MedChat
A medical AI chat interface I built at a Cohere hackathon. It combined RAG over medical literature with AI-powered diagnostic imaging. Won first place.
Context
MedChat as my first ever hackathon win.
In November 2023, Cohere and Waterloo.AI ran a hackathon at UWaterloo. About four hours to build something using Cohere’s RAG API. I was teamed up with a friend, and two strangers, which became my friends.
We built MedChat and won first place. The University of Waterloo wrote about it here.
What we built
MedChat was a medical AI chat interface. You could have a conversation with an AI agent that had RAG against medical documents and arxiv papers, so you’d ask a question and get answers grounded in real literature, with citations.
The thing that set us apart was the imaging piece. You could upload a medical scan, an MRI, an X-ray, whatever, and the AI would call off-the-shelf medical imaging diagnosis models, get the diagnosis, and present it back to you in the conversation.
The fun part
The agent had to decide whether to call a medical imaging diagnosis model, or just respond as normal.
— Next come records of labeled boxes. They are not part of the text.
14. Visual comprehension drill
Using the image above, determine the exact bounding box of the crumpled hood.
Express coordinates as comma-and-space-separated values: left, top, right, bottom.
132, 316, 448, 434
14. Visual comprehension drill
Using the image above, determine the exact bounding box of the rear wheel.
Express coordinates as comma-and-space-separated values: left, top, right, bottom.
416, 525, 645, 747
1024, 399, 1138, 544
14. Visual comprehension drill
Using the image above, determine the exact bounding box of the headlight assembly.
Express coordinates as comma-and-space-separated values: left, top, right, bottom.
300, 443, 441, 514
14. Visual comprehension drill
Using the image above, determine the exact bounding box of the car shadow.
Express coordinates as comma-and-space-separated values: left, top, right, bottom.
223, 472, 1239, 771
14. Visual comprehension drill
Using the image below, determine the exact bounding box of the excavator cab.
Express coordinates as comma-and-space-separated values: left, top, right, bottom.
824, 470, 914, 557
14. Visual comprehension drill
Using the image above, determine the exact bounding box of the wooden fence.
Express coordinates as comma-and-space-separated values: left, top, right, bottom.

This was late 2023 ool calling was starting to become a thing, and Cohere didn’t support it yet. So we had to build our own.
The core problem was: when a user sends a message, how do you know if they want a literature lookup or if they want to run a diagnosis model? We used Cohere’s classification API as a routing layer. The user’s prompt goes into a first classification model that decides, is this a regular question, or does it need a diagnosis model? If it’s regular, pass it through RAG as normal. If it needs a diagnosis, a second classification layer figures out which imaging model to call.
It was a hand-rolled version of what tool calling would become. Pretty hacky, but it worked. And honestly it was a fun constraint to build around, we couldn’t just call tools: [...] and let the model figure it out. We had to actually think about how to route intent ourselves.
Built the whole thing with Cohere’s API, Streamlit for the interface, TensorFlow for the diagnostic models, and LangChain to wire it together.